Harry Underwood argued on behalf of two doctors at the Toronto hospital taking their fight to decide what's in their patients' best interests to Ontario's highest court.

They're appealing a ruling from Madam Justice Susan Himel that if they want to end life-support for Hassan Rasouli, who has been comatose since October, they must make their case before the province's Consent and Capability Board.

Keeping Mr. Rasouli on life support is "prolonging, not preventing, death," Mr. Underwood argued, "merely prolonging, delaying some of the effects of the patient's underlying disease."

He said Judge Himel's ruling would "result in patients being able to pick and choose their own treatment. ... This overturns established models of medical decision-making."

The doctors argue that withdrawing treatment they deem medically futile doesn't require consent - and if it were otherwise, physicians would be afraid to prescribe any treatment for fear the patient would compel them to continue even after they deemed the treatment wasn't helping.

Mr.

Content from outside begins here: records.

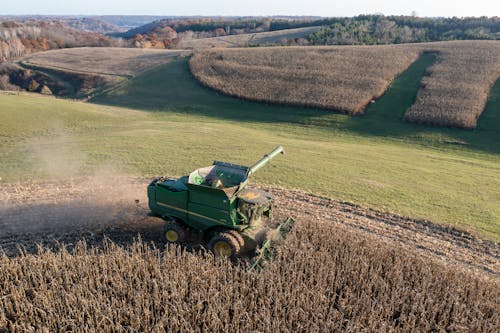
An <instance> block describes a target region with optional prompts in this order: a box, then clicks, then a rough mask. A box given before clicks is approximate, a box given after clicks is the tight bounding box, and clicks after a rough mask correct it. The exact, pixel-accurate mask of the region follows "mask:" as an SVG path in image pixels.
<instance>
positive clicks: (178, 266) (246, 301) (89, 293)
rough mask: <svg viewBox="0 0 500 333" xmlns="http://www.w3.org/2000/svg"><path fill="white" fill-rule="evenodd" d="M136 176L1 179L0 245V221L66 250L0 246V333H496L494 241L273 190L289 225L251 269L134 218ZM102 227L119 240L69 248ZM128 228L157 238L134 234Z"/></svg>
mask: <svg viewBox="0 0 500 333" xmlns="http://www.w3.org/2000/svg"><path fill="white" fill-rule="evenodd" d="M145 185H146V182H145V181H141V180H137V179H123V178H122V179H113V178H111V177H110V178H102V179H100V180H99V179H91V180H85V179H75V180H73V181H69V182H52V183H29V184H22V185H4V186H3V187H2V191H1V192H0V193H2V198H1V199H2V200H1V201H0V202H1V203H3V205H4V206H3V207H2V206H0V210H2V214H1V215H0V217H1V218H0V222H1V223H0V225H1V230H0V231H1V232H2V234H0V235H1V236H0V241H1V243H0V244H6V243H5V242H4V240H5V239H6V235H5V231H6V230H8V233H9V235H10V241H13V239H14V241H15V238H16V235H17V237H18V240H19V242H20V243H21V244H28V243H29V242H30V240H31V242H32V243H33V242H34V240H36V239H43V238H44V237H49V235H59V236H61V238H60V239H61V240H63V241H66V242H70V243H71V245H72V246H71V247H72V250H71V251H70V252H68V251H65V250H62V251H59V252H51V251H47V250H41V251H40V252H39V253H38V254H35V255H31V254H28V255H23V256H1V255H0V331H2V330H4V331H16V330H19V331H24V330H37V331H44V330H46V331H60V330H82V331H88V330H95V331H167V332H170V331H183V332H197V331H243V332H248V331H289V332H291V331H293V332H295V331H353V332H354V331H356V332H359V331H371V332H379V331H387V332H398V331H400V332H408V331H459V332H468V331H480V332H496V331H497V329H498V327H499V325H500V314H499V312H498V307H499V306H500V303H499V300H500V282H499V278H498V276H499V275H498V274H499V267H498V264H499V247H498V244H494V243H490V242H481V241H480V240H477V239H474V238H473V237H470V236H469V235H467V234H460V233H458V232H456V231H455V230H453V229H447V228H444V227H439V226H436V225H433V224H431V223H429V222H425V221H415V220H411V219H408V218H403V217H398V216H395V215H390V214H386V213H381V212H376V211H373V210H368V209H363V208H361V207H357V206H353V205H350V204H346V203H341V202H336V201H334V200H330V199H326V198H320V197H316V196H312V195H309V194H305V193H302V192H297V191H290V190H284V189H277V188H271V189H268V190H270V191H271V192H273V194H275V197H276V204H275V207H276V209H277V210H276V212H275V218H276V219H278V220H282V219H283V218H284V217H286V216H289V215H291V216H294V217H295V218H296V219H297V223H296V225H295V227H294V229H293V230H292V232H291V234H290V235H289V237H288V238H287V239H286V240H285V242H284V243H282V244H280V245H279V247H277V248H276V249H275V254H274V255H275V257H274V260H272V261H271V262H269V263H268V264H267V265H266V266H265V267H264V269H263V271H262V272H260V273H256V272H253V271H249V269H248V266H247V265H248V262H247V261H245V260H243V261H241V262H239V263H236V264H232V263H230V262H227V261H224V260H215V259H214V258H213V257H212V256H211V255H210V254H206V253H203V252H200V253H196V252H191V251H186V250H184V249H182V248H177V247H173V248H165V247H164V246H163V244H162V243H161V241H159V240H158V238H159V234H160V230H161V226H157V225H149V224H148V222H146V221H145V220H142V221H140V220H139V221H138V219H140V216H141V215H142V214H145V213H146V212H147V209H146V208H145V207H144V203H145ZM136 199H138V200H139V201H140V204H139V205H140V206H142V207H143V208H144V209H143V210H141V209H140V207H139V208H138V207H137V203H136V202H135V200H136ZM51 205H52V206H51ZM30 208H31V209H30ZM6 211H8V212H9V213H8V214H5V212H6ZM40 212H42V214H40ZM120 212H121V214H120ZM99 217H100V219H99ZM63 221H65V222H64V223H62V222H63ZM16 225H17V227H16ZM103 226H108V228H107V229H106V230H107V231H108V232H109V231H111V235H110V236H111V238H112V239H114V240H115V241H116V242H117V243H118V244H121V246H118V245H114V244H110V243H107V242H104V243H101V244H100V246H99V247H98V248H89V247H88V246H87V245H85V244H84V243H80V244H75V243H76V242H77V241H78V240H80V239H82V238H86V239H87V240H88V239H89V238H92V237H96V234H98V233H102V232H103V230H104V229H102V228H103ZM111 226H114V227H115V228H114V229H110V228H109V227H111ZM75 227H78V228H75ZM85 231H87V232H85ZM134 232H135V233H134ZM138 233H139V234H140V235H141V237H142V239H143V241H146V242H149V241H152V242H154V244H156V245H155V246H156V248H152V247H151V244H146V243H145V242H140V241H139V242H134V240H133V237H134V236H136V235H137V234H138ZM155 237H156V238H155ZM101 239H102V238H101ZM91 244H92V243H91ZM97 245H98V244H97Z"/></svg>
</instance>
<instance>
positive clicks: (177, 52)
mask: <svg viewBox="0 0 500 333" xmlns="http://www.w3.org/2000/svg"><path fill="white" fill-rule="evenodd" d="M181 54H185V52H183V51H171V50H150V49H135V48H111V47H94V48H92V47H84V48H71V49H62V50H54V51H48V52H41V53H36V54H33V55H30V56H28V57H25V58H24V59H23V63H25V64H26V65H28V66H35V67H45V68H52V69H58V70H65V71H73V72H80V73H93V74H103V75H120V76H136V75H138V74H139V73H141V72H144V71H145V70H148V69H150V68H153V67H156V66H159V65H162V64H166V63H168V62H170V61H171V60H172V59H173V58H175V57H177V56H179V55H181Z"/></svg>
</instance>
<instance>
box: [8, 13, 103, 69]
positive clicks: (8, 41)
mask: <svg viewBox="0 0 500 333" xmlns="http://www.w3.org/2000/svg"><path fill="white" fill-rule="evenodd" d="M111 44H112V41H111V40H110V39H109V38H108V37H105V36H104V35H101V34H98V33H93V32H88V31H81V30H76V29H73V28H70V27H68V26H66V25H65V24H64V23H63V22H61V21H35V20H33V21H27V22H23V23H19V22H14V21H6V22H1V23H0V63H1V62H4V61H7V60H10V59H12V58H18V57H21V56H24V55H26V54H30V53H33V52H37V51H46V50H51V49H60V48H67V47H77V46H110V45H111Z"/></svg>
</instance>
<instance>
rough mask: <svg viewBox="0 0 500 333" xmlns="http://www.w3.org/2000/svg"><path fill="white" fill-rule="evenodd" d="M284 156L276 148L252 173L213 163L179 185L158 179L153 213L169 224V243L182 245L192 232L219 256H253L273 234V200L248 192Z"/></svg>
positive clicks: (263, 193) (177, 182) (152, 199)
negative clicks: (255, 174) (258, 174)
mask: <svg viewBox="0 0 500 333" xmlns="http://www.w3.org/2000/svg"><path fill="white" fill-rule="evenodd" d="M280 153H281V154H283V153H284V150H283V147H281V146H278V147H276V148H275V149H274V150H273V151H272V152H270V153H269V154H266V155H264V157H263V158H262V159H261V160H259V161H258V162H257V163H255V164H254V165H253V166H251V167H246V166H242V165H236V164H231V163H226V162H220V161H215V162H214V163H213V165H211V166H208V167H203V168H199V169H197V170H195V171H193V172H191V174H189V175H187V176H184V177H181V178H178V179H166V178H156V179H154V180H153V181H152V182H151V184H150V185H149V186H148V201H149V207H150V209H151V211H152V213H153V214H154V215H156V216H158V217H161V218H162V219H164V220H165V227H164V235H165V240H166V242H168V243H182V242H184V241H185V240H186V236H187V234H188V233H189V232H191V233H193V232H194V233H195V234H197V235H199V236H201V238H202V239H203V240H206V241H208V242H209V243H208V247H209V248H210V249H211V250H212V251H213V252H214V254H215V255H219V256H228V257H233V258H234V257H236V256H238V255H239V254H241V253H244V252H248V251H251V250H255V249H256V248H257V247H258V246H259V245H260V244H262V243H263V241H264V240H265V238H266V237H265V235H266V234H267V232H268V231H269V225H268V224H269V223H268V221H269V219H270V217H271V210H272V202H273V198H272V196H271V195H270V194H269V193H267V192H264V191H261V190H258V189H254V188H249V187H248V186H247V185H248V179H249V177H250V176H251V175H252V174H253V173H255V172H256V171H257V170H259V169H260V168H262V167H263V166H264V165H266V164H267V163H268V162H269V161H270V160H271V159H272V158H274V157H275V156H276V155H278V154H280Z"/></svg>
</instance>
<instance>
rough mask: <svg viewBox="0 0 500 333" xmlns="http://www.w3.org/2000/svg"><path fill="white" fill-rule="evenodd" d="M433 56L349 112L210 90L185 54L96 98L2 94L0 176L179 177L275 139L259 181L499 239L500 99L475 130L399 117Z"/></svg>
mask: <svg viewBox="0 0 500 333" xmlns="http://www.w3.org/2000/svg"><path fill="white" fill-rule="evenodd" d="M432 61H433V59H431V58H429V59H426V58H423V59H421V60H419V61H417V62H416V63H415V64H414V65H412V66H411V67H410V69H409V70H408V71H407V72H406V73H405V74H403V75H402V76H401V77H400V78H398V79H397V80H396V81H394V82H393V84H392V85H391V88H390V89H389V90H388V92H387V93H386V94H385V95H384V97H383V98H381V99H380V100H379V101H378V102H377V103H375V104H373V105H372V106H371V107H372V108H373V110H371V111H370V112H369V113H367V116H366V117H357V118H352V117H349V116H346V115H342V114H336V113H331V112H324V111H321V110H314V109H302V108H291V107H282V106H268V105H264V104H258V103H250V102H245V101H241V100H239V99H235V98H231V97H226V96H222V95H218V94H216V93H214V92H213V91H211V90H209V89H206V88H204V87H202V86H200V85H199V84H198V83H197V82H196V80H194V78H193V77H191V75H190V73H189V68H188V64H187V60H185V59H181V60H178V61H175V62H173V63H171V64H169V65H165V66H161V67H158V68H156V69H155V70H152V71H149V72H146V73H144V74H143V75H140V76H138V77H137V78H134V79H132V80H131V81H129V83H128V84H126V85H122V86H120V87H117V88H116V89H115V90H113V91H112V92H110V93H108V94H107V95H103V96H101V97H98V98H97V99H96V100H95V102H96V103H100V104H101V105H90V104H84V103H72V102H69V101H64V100H56V99H53V98H41V97H38V98H33V97H31V96H29V97H28V96H11V95H1V96H0V110H1V111H0V116H1V119H2V122H1V124H2V125H0V136H1V141H0V142H1V145H0V157H1V161H2V163H1V170H2V174H1V175H0V177H2V178H3V179H4V181H9V182H11V181H17V180H23V179H26V178H27V177H32V178H47V177H53V176H56V175H60V174H66V175H71V174H81V173H84V174H93V173H95V172H98V171H99V169H100V168H101V167H108V166H113V167H116V168H117V169H119V170H120V171H126V172H127V173H131V174H134V175H143V176H154V175H158V174H169V175H181V174H184V173H186V172H189V171H190V170H191V169H193V168H195V167H198V166H202V165H205V164H210V163H211V161H212V160H213V159H215V158H217V159H220V160H227V161H232V162H235V163H242V164H250V163H252V162H253V161H254V160H256V159H257V158H259V157H260V156H261V155H262V154H263V153H265V152H267V150H269V149H270V148H272V147H273V146H274V145H277V144H283V145H284V146H285V148H287V150H288V154H287V155H286V157H285V158H281V159H277V160H276V161H275V162H273V163H272V165H271V167H270V168H267V169H264V170H262V172H259V174H257V175H256V180H257V181H260V182H263V183H268V184H277V185H282V186H286V187H292V188H299V189H303V190H306V191H309V192H313V193H316V194H323V195H326V196H330V197H334V198H337V199H341V200H347V201H351V202H355V203H358V204H361V205H364V206H369V207H373V208H377V209H381V210H384V211H393V212H396V213H398V214H402V215H409V216H412V217H417V218H426V219H430V220H433V221H435V222H438V223H445V224H449V225H453V226H456V227H460V228H463V229H466V230H470V231H473V232H476V233H478V234H481V235H482V236H484V237H487V238H490V239H496V240H498V239H499V238H498V237H499V236H498V235H499V231H500V218H499V216H500V205H499V202H500V200H499V197H500V194H499V191H498V188H500V179H499V177H498V172H499V162H500V157H499V154H498V152H499V151H500V147H499V142H500V141H498V140H496V137H495V136H498V131H495V130H494V128H495V126H497V125H496V124H497V123H495V122H498V121H499V119H498V117H497V116H494V115H493V114H494V112H493V111H494V109H495V108H496V107H497V105H498V104H496V103H498V99H496V100H495V99H492V100H491V103H490V106H489V107H490V109H491V111H492V112H487V114H490V113H491V114H492V119H493V121H492V122H488V123H487V124H484V129H481V124H480V126H479V128H480V130H478V131H475V132H470V131H463V130H452V129H444V130H440V129H435V128H427V127H422V126H417V125H413V124H407V123H401V122H400V120H399V118H400V117H402V116H403V114H404V111H405V108H406V107H407V105H411V103H412V101H413V100H414V98H415V94H416V91H417V88H418V85H419V80H420V77H421V75H423V72H424V71H425V68H426V67H427V65H428V64H429V63H430V62H432ZM412 87H413V88H412ZM405 103H406V104H405ZM104 104H108V105H112V106H104ZM113 106H121V107H128V108H129V109H130V108H132V109H137V110H144V111H154V112H137V111H133V110H129V109H124V108H116V107H113ZM13 110H15V112H14V111H13ZM368 114H369V116H368ZM495 117H496V118H495ZM32 119H40V121H32ZM21 124H26V125H21ZM488 128H491V130H490V131H489V130H488ZM495 140H496V141H495ZM48 156H52V158H49V157H48ZM54 161H56V163H55V162H54ZM61 165H63V166H69V167H68V169H69V170H65V169H64V168H61V167H60V166H61Z"/></svg>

Underwood noted that it's a doctor's responsibility to determine a patient's best medical interests, even if that doesn't dovetail with the patient's wishes.

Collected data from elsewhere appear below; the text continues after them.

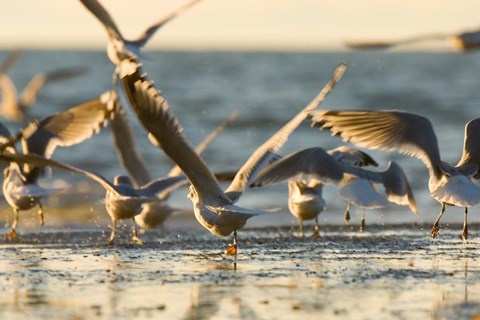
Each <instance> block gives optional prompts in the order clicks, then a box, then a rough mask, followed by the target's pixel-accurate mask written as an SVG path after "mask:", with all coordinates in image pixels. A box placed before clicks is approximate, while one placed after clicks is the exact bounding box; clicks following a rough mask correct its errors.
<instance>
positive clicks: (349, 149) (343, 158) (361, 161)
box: [327, 146, 378, 231]
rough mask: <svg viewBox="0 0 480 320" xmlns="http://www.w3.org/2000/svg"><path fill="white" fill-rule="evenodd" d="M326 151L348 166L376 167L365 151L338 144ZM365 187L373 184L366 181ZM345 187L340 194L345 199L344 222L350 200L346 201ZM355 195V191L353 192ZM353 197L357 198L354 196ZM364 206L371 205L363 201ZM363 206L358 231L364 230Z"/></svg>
mask: <svg viewBox="0 0 480 320" xmlns="http://www.w3.org/2000/svg"><path fill="white" fill-rule="evenodd" d="M327 153H328V154H329V155H331V156H332V157H334V158H335V159H336V160H337V161H340V162H341V163H343V164H347V165H350V166H357V167H365V166H374V167H378V163H377V162H376V161H375V160H374V159H373V158H372V157H371V156H370V155H369V154H367V153H365V152H363V151H360V150H357V149H353V148H350V147H347V146H340V147H337V148H334V149H330V150H327ZM364 187H366V188H369V189H370V188H375V186H374V185H372V184H370V183H367V184H366V185H364ZM346 190H347V189H342V191H341V196H342V197H343V198H345V200H347V203H348V204H347V208H346V209H345V224H349V223H350V208H351V204H352V202H350V201H348V198H349V197H348V196H347V193H346ZM353 195H355V192H353ZM354 198H358V197H356V196H354ZM355 202H356V203H357V205H358V204H359V202H358V201H355ZM365 205H366V206H365V207H369V206H371V204H368V203H365ZM365 207H362V218H361V220H360V231H365Z"/></svg>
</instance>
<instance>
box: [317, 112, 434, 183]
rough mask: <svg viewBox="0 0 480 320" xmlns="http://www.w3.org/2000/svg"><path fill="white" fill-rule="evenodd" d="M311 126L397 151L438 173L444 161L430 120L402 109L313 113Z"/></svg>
mask: <svg viewBox="0 0 480 320" xmlns="http://www.w3.org/2000/svg"><path fill="white" fill-rule="evenodd" d="M310 115H311V117H312V125H314V126H318V127H320V129H323V130H330V132H331V133H332V135H338V136H340V137H341V138H342V140H343V141H346V142H351V143H353V144H355V145H357V146H360V147H364V148H370V149H379V150H385V151H396V152H400V153H403V154H407V155H409V156H412V157H416V158H419V159H420V160H422V161H423V162H424V163H425V165H426V166H427V168H432V169H433V170H434V172H435V173H436V174H439V173H440V171H439V169H438V166H439V165H440V163H441V160H440V152H439V150H438V143H437V137H436V135H435V132H434V131H433V127H432V124H431V123H430V121H429V120H428V119H427V118H425V117H422V116H419V115H416V114H412V113H407V112H400V111H357V110H355V111H334V110H328V111H327V110H315V111H313V112H311V113H310Z"/></svg>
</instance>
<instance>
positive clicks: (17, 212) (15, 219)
mask: <svg viewBox="0 0 480 320" xmlns="http://www.w3.org/2000/svg"><path fill="white" fill-rule="evenodd" d="M13 213H14V214H15V217H14V218H13V223H12V228H11V229H10V232H9V233H8V235H7V239H8V240H11V239H13V238H15V237H16V236H17V231H16V229H17V224H18V209H13Z"/></svg>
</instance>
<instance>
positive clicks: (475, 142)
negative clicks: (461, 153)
mask: <svg viewBox="0 0 480 320" xmlns="http://www.w3.org/2000/svg"><path fill="white" fill-rule="evenodd" d="M479 167H480V118H477V119H473V120H471V121H470V122H468V123H467V124H466V125H465V139H464V143H463V153H462V158H461V159H460V161H459V162H458V164H457V168H459V170H460V171H462V172H465V173H466V174H469V175H476V174H478V173H479Z"/></svg>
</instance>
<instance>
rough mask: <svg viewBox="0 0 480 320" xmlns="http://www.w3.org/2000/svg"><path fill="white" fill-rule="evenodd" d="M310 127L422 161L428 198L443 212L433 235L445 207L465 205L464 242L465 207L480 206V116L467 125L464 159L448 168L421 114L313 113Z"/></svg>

Mr. Rasouli, 59, has been comatose at Sunnybrook since developing bacterial meningitis after surgery for a brain tumour.

His doctors have declared him in a persistent and irreversible vegetative state.

His wife, Parichehr Salasel, does not agree.

She sat in the crowded courtroom Wednesday, flanked by her children and listening intently as lawyers argued whether pulling her husband off life support constituted treatment, and who got to decide what's in his best medical interests.

Her lawyer, Gary Hodder, argued Wednesday it makes no sense to require her consent for everything to do with her husband's care, save for the decision that would ultimately end his life.

Mr. Hodder also argued that there's still a remote possibility Mr. Rasouli's state is not as dire as his doctors suggest - that he might in fact have minimal consciousness, a "locked-in" syndrome similar to the protagonist in the film The Diving Bell and the Butterfly.

"She herself is a doctor, she knows her husband well. ... She is really willing to see this play out, to see whether he might fit with that small percentage that recovers," Mr. Hodder said.

"His doctors have given up all hope. ... She has not given up on him."